Belgium minted two hundred thousand 2-euro coins to commemorate the Battle of Waterloo. This offended French sensibilities and the coin was vetoed for fear of “unfavourable reaction”. There is, however no right of euro-veto over “irregular denominations” so, no doubt to great “sounds of revelry by night” Belgium`s capital has issued a 2.5 euro coin bearing the Waterloo impression.

Lord Ashcroft has offered to by the now-infamous relic of the 2015 general election, the “Edstone” for £100 thousand. What a brick.

Under article Three of the Human Rights Act a judge has ordered that a suspected terrorist “who has mental health problems” cannot be compelled to wear a tag “because he thinks that it is a bomb”. Hmmmmm. Now there`s an idea.

When my old chum Alan Titchmarsh talked about “bastard trenching , a respectable gardening term, on the BBC Breakfast Show the politically correct “presenter” felt compelled to apologise in case any viewers were offended. Reminds me of the farmer`s wife who, when her husband was reprimanded by a Ministry of Agriculture Inspector for referring to “manure” instead of “compost” said “For God`s sake don`t tell `un that sir, it`s taken us ten year to get `un to call it manure”.

The definition of “Poshness” has been in the news. Dreadful joke of the month; “What is a crèche”? “A creche is something that happens when two cars collide”.


Valete

The Right Honourable Charles Kennedy MP, former Leader of the Liberal Democrat Party. Those of us who knew him well are proud to have enjoyed his friendship and his humour.
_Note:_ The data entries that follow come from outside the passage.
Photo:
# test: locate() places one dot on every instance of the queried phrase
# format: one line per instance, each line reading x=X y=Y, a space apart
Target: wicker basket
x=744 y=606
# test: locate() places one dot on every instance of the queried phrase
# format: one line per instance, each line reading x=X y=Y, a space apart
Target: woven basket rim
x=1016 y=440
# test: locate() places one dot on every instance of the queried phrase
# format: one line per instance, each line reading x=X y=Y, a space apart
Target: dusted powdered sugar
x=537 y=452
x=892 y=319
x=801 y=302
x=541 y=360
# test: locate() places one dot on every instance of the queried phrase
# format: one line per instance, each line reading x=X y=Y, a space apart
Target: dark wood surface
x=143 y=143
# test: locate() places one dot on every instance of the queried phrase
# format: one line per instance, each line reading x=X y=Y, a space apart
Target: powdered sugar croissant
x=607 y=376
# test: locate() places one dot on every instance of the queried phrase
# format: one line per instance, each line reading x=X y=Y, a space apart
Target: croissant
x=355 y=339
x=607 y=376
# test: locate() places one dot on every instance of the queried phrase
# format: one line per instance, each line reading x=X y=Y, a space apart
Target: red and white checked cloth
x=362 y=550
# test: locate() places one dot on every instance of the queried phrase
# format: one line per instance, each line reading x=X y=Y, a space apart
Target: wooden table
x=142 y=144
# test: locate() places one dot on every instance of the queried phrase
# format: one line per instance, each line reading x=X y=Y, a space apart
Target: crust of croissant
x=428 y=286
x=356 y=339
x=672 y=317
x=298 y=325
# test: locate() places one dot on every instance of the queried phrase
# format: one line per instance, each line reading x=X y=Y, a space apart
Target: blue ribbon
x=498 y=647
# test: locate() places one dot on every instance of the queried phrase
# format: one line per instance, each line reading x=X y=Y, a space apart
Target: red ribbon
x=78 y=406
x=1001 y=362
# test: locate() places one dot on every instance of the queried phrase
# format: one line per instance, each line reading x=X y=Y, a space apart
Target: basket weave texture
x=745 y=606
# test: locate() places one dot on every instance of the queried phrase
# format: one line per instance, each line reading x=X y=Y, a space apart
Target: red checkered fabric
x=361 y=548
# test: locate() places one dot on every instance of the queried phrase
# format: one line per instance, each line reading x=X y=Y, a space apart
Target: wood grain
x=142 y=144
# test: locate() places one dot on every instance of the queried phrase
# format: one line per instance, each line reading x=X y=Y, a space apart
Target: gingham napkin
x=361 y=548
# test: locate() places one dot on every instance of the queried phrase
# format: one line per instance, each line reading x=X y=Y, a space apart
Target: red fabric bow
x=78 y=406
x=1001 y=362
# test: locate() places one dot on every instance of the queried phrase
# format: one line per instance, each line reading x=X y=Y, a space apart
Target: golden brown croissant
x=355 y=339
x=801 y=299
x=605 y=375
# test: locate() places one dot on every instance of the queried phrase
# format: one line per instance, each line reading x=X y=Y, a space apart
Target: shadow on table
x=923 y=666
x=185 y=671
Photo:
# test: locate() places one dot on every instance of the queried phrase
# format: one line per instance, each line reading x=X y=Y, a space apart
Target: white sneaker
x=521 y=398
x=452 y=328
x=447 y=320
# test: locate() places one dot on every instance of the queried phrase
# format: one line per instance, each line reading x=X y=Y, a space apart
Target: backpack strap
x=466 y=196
His young son, Donald, was in the Commons gallery to hear the tributes and will, I hope, take some comfort from the respect and affection in which is Father was so obviously held on both sides of the House.

Sir Chris Woodhead, Chief Inspector of Schools at OFSTED and a champion of those seeking to overcome and eliminate low academic expectations.

Patrick McNee, at the age of 93. Star, with Honor Blackman and subsequently Diana Rigg, of the 1960`s “Avengers” television series. Trademark steel-rimmed bowler hat and umbrella swordstick. Having served during the Second World War on Motor Torpedo Boats he eschewed the use of guns on the screen.

“Speed”, a Galapagos tortoise, aged 150, at California`s San Diego zoo where he has been resident since 1933. He is survived by thirteen close relatives from the Volcan Cerro Azul Islands.


And finally………

George Kirby and Doreen Luckie have married in Eastbourne. George is 103 years old and his bride is 91 giving them, for those that can do sums, a combined age of 194. They have, between them, seven children, fifteen grandchildren and seven great grand-children. They may not reach a Golden Wedding Day together, but we can at least wish them a happy marriage!